The group - which goes by the acronym HAWK - is one of hundreds of war-gaming clubs around the country. With members ranging in age from 8 to 65, the pastime combines a love of history, art and war strategy, said founding club member Christopher Palmer.

"I got into war-gaming because I like the creative aspect," the 44-year-old Abingdon resident said. "I like building the terrain, painting the figures and the mental challenges involved with playing."

In a typical game, several players set up their soldiers and engage opponents' pieces according to instructions on tiles stacked in piles around the battlefield. For example, if a player draws a tile that says "shoot," he rolls dice to determine how many opponents will be eliminated. The last player with soldiers remaining wins the game, which can take hours to complete.

The group formed in the spring of 1994 when about a half-dozen gamers attended a war-gaming class at Harford Community College.

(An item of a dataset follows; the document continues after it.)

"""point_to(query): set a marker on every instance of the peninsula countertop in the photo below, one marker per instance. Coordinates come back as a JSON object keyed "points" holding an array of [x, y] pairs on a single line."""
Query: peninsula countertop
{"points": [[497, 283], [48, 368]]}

"Most of us who attended the class were already involved in war-gaming," Palmer said. "We went to the class looking for other hobbyists."

The club started in the basement of Palmer's parents' house and eventually found a home at the parish house of St. George's Episcopal Church in Perryman.

War-gaming dates to the early 19th century and became popular in part because one enthusiast was English writer H.G. Wells, who fought simulated battles with Scottish novelist Robert Louis Stevenson. The activity took off about 1913 when Wells wrote Little Wars, a book that set out formal rules for playing with miniature soldiers in mock battles, said John Surdu of Vienna, Va., a member of the Harford group.

By the 1950s, historical war-gaming had died out, Surdu said, as the fantasy game Dungeons & Dragons took over.

The battles that the games are based span the Middle Ages to World War II, and include futuristic science-fiction conflicts.

A lieutenant colonel in the Army stationed at Aberdeen Proving Ground, Surdu got hooked up with the group when it was in its early stages. Since then the club has grown to include about 36 members, and about a dozen of them gather biweekly to play, he said.

Group members also are regulars at a national convention each March in Lancaster, Pa., that draws about 1,300 enthusiasts.

In addition to playing the games, club members make their own miniatures, which are made of plastic or lead and then painted.

Learning to make the miniatures figures is time-consuming, said club member Rob Dean, a civilian employee at Aberdeen Proving Ground.

"Learning to paint and create the miniatures has taken me 30 years of trial and error," Dean said. "You have to have some knowledge of the uniforms worn by the soldiers to make them authentic."

The players also use their creativity in coming up with different sets of rules for the various battle games they devise. Dean, Surdu, and Palmer have all written rules for many battles. Surdu wrote rules for Mexican-American, Napoleonic, World War II, pirate battles and Victorian science-fiction situations, he said. The rulebooks take Surdu up to six years to complete.

And, in an effort to encourage kids to get interested in the activity, Surdu wrote a book in 2002 called Big Battles for Little Hands. As the father of two children, age 8 and 10, Surdu has seen many benefits for children to learn to play.

"War-gaming is something that children can do with their parents," said Surdu, who designs simulations for combat models for the Army. "To play, the children have to do research and learn some of the details to prepare for the battle. War-gaming is educational."